Sunday, December 17, 2017

Cooking for a Crowd - Episode 12: Chili

I'm here to report on our December crowd meal! For once I have zero stories of crazy busyness keeping me from forgetting our meal day. I actually had time to prepare, spend time in the kitchen, run to the grocery store for some last minute fresh items. It was a good weekend.

Like I always do, I asked for my husband's suggestion on what to make. His immediate response was chili! I had just made it earlier that week, so I was like "Again? I just made it!". So I listed a few other ideas and he still wanted chili, and requested leftovers, so guess what I made?

Chili! 

For some reason I felt like it hadn't been long since I made it for the crowd meal, but looking back in my blog posts I discovered it was last December, so a year ago. (You can find that post here.) I was curious to see if I could make it cheaper than last time with only a day to plan. We'll see how I did! 

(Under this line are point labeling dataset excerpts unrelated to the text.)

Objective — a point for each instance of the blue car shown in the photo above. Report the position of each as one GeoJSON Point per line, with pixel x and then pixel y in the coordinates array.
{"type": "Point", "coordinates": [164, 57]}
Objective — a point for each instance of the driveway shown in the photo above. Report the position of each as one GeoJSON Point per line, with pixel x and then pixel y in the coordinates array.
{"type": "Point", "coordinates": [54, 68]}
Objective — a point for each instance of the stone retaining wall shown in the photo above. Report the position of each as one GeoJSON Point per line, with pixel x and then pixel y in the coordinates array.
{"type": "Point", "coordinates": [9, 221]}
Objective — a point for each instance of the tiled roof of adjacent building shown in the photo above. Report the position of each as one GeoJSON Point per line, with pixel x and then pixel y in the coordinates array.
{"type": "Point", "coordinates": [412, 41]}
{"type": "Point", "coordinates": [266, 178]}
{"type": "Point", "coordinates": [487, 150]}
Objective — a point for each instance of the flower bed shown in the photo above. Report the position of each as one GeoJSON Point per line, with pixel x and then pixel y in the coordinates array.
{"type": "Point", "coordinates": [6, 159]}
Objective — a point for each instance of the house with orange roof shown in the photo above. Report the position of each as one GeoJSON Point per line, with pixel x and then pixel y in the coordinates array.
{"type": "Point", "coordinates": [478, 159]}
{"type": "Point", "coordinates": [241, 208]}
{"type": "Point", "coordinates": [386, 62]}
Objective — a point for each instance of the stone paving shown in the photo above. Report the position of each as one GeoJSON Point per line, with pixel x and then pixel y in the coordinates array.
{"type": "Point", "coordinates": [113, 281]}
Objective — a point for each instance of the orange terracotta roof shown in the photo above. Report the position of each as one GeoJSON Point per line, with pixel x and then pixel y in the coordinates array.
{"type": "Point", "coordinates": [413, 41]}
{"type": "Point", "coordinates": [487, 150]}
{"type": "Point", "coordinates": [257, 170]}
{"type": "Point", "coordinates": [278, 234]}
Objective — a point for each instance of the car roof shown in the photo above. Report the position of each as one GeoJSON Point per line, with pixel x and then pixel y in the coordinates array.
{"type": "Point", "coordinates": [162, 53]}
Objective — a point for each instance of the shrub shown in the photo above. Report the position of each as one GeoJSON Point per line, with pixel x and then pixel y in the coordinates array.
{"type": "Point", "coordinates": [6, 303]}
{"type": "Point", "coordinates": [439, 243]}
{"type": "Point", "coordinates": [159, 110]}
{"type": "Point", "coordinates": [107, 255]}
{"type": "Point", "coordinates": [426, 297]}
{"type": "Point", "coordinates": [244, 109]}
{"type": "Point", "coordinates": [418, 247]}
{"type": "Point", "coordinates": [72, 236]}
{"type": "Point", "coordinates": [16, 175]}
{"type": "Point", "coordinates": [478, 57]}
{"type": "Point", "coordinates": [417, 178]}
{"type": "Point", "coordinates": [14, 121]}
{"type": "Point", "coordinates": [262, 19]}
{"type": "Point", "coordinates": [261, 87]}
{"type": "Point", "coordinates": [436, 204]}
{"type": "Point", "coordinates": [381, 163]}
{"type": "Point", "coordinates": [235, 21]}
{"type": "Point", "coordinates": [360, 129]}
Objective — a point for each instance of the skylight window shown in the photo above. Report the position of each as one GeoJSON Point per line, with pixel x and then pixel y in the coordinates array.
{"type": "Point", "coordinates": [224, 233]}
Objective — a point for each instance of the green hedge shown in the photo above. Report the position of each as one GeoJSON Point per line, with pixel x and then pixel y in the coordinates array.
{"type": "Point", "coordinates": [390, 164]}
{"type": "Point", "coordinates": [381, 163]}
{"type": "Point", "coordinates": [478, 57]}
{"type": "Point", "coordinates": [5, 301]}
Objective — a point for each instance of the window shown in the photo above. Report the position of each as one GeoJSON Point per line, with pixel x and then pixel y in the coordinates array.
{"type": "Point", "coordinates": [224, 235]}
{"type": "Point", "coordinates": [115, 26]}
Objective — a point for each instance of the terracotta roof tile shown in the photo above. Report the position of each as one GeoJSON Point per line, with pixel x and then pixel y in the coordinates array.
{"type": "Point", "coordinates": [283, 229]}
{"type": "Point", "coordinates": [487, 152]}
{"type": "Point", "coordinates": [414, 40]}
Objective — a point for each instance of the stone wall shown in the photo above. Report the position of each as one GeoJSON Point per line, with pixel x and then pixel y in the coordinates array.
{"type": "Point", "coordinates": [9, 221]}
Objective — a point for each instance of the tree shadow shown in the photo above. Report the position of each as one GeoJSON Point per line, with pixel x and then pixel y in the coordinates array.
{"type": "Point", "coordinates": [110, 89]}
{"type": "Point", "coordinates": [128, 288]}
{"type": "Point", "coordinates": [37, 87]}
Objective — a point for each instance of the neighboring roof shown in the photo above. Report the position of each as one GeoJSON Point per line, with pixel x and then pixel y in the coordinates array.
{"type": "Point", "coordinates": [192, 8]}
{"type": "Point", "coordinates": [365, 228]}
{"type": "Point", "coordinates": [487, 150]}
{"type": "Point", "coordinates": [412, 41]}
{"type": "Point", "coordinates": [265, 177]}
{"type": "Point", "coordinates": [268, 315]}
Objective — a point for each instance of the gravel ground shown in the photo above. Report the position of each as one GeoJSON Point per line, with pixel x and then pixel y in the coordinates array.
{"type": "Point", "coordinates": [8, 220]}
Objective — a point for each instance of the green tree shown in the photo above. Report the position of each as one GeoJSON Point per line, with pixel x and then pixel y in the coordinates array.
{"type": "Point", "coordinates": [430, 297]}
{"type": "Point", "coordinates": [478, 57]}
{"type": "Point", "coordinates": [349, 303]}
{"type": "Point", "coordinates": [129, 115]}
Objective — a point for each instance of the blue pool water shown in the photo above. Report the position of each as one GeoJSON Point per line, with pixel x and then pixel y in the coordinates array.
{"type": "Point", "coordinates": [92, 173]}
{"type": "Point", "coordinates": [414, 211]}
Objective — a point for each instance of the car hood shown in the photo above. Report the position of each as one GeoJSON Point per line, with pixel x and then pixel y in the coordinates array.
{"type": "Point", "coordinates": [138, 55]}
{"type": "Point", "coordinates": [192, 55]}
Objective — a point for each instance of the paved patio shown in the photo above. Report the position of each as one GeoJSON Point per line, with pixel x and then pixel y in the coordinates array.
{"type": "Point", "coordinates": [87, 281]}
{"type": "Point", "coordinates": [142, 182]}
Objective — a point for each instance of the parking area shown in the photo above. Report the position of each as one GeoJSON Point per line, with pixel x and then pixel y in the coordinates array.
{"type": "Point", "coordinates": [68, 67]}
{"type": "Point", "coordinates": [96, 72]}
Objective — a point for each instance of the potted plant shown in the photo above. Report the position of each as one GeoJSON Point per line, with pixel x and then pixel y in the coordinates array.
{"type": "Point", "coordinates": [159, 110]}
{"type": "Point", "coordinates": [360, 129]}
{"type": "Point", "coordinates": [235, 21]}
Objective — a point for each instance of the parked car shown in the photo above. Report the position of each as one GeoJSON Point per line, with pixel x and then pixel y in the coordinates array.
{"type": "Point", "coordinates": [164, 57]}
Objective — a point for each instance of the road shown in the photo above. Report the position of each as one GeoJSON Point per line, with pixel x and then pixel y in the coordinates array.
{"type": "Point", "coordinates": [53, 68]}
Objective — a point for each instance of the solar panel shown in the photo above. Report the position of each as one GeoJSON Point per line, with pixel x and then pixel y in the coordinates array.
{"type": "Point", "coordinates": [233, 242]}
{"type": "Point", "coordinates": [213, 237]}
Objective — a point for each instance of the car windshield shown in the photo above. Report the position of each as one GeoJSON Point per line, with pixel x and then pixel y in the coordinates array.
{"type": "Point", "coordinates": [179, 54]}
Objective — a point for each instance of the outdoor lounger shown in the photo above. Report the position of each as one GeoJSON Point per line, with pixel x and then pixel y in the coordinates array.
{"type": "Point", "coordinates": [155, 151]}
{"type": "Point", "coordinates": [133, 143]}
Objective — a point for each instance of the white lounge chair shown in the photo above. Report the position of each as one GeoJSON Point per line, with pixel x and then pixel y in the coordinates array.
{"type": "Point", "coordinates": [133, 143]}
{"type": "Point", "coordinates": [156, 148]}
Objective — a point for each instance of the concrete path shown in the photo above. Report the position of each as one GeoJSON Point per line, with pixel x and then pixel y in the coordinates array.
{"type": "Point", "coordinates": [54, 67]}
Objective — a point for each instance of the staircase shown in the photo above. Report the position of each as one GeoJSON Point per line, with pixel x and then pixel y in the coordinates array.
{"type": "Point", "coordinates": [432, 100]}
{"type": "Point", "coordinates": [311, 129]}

One of the perks of chili is that it's a very simple, but tasty dish. I can my own tomatoes, so it's not only quick, but also free. Beans are cheap, it doesn't require a huge amount of meat, and how hard is it to whip up a batch of cornbread?! I think this was the first time I've duplicated a meal that I've already blogged, so I was able to look back on last year's post for reference. That was super handy, and very convenient to figure how much of what ingredients I needed. I had originally thought I would need 4 lbs. of ground beef, but after looking back at my notes, realized I had used 6 lbs. last time, so we could've ended up with more of a tomato-bean soup otherwise. Ask [almost] anyone - they like a meaty chili. Still trying to keep within a budget, I strive for the happy medium. 

Here's the rundown on the pot of soup:
I used 10 quarts of chunky tomatoes (free), 2 pounds of dry kidney beans ($2.58), 6 lbs. beef ($12.38), and spices (probably about $1 worth). I put it in my 16-quart stockpot, and it almost filled it, so I'd say we were at around 14 quarts (3 1/2 gallons) of soup. I served sour cream with it (something I'd have forgotten had I not blogged about it previously), and while I spent $5.96 on 4 16oz. containers of sour cream, we only actually used two of them. So counting only the sour cream used, this part of the meal totals in at $18.94, which is a whole $3.02 less than last year! We had 5 quarts left over, which made both Aaron and me very satisfied. He got his leftovers to take to work, I had a few easy lunches for the kids and me, all giving me a few less meals to cook for! I ended up putting half of it in the freezer, so we'll have an easy pre-made supper in the next few weeks, too. 

I made three batches of cornbread, and it filled a 10x15" and a 7x11" oblong baking dish. Combined, the two pans total 6.5 quarts, so I figure it would be about the same as if I had used two 9x13 baking dishes. We were able to get free milk this past week in exchange for taking care of a family member's place while they were on vacation, so that cut cornbread expenses greatly since I needed over 5 cups for the recipe. Part of my goal for this month was to make something that used a substantial amount of milk simply because we had zero cost in a refrigerator full. (Not that I didn't have a dozen other ways to use up milk! We went through 6 gallons easily in a week.) All the rest of the ingredients into the cornbread (cornmeal, flour, eggs, butter, etc.) cost me $3.29. That figure includes the butter and maple syrup used for serving. The maple syrup was free that someone gifted us. I used that rather than stuff we had bought because the gifted syrup was in a glass container and I was curious to know how much would get consumed (it ended up being 1/2 cup). Next time, I would make one more batch of cornbread, because we only ended up with one piece left after the meal was over. We wouldn't have minded bringing more home to go with our leftover chili.


To add some veggies to the meal, I made a salad as well. It seems like I always make salad and I am stuck in a rut of doing it the same way. Well, I switched it up a little bit this time by adding boiled eggs instead of tomatoes, but for next time I might switch up my salad game even further and try something new. We'll see. Anyhow, this month's salad consisted of 2 heads of iceberg lettuce (1.87), 1 cucumber (.88), 1 orange pepper (.41), 6 hard-boiled eggs (.72), and half a bag of croutons (.89). Salad dressing I estimate around $1.00. This makes the salad total in at $5.79. There were enough leftovers to feed 3 servings.

Now let's add up all three parts and see how we compare with last time! $18.94+$3.29+$5.79= $28.02. Wow! I made it under $30! That's only $1.06 more than last December, but I added a salad to the meal this time, and we ended up with more leftovers, so we definitely got a bigger bang for our buck. Dividing our total by the 40 mouths fed, and we come out at 70 cents per serving. (For reference, while we served 40, only half of them were adults.) This month has made the top 3 list for least expense per serving!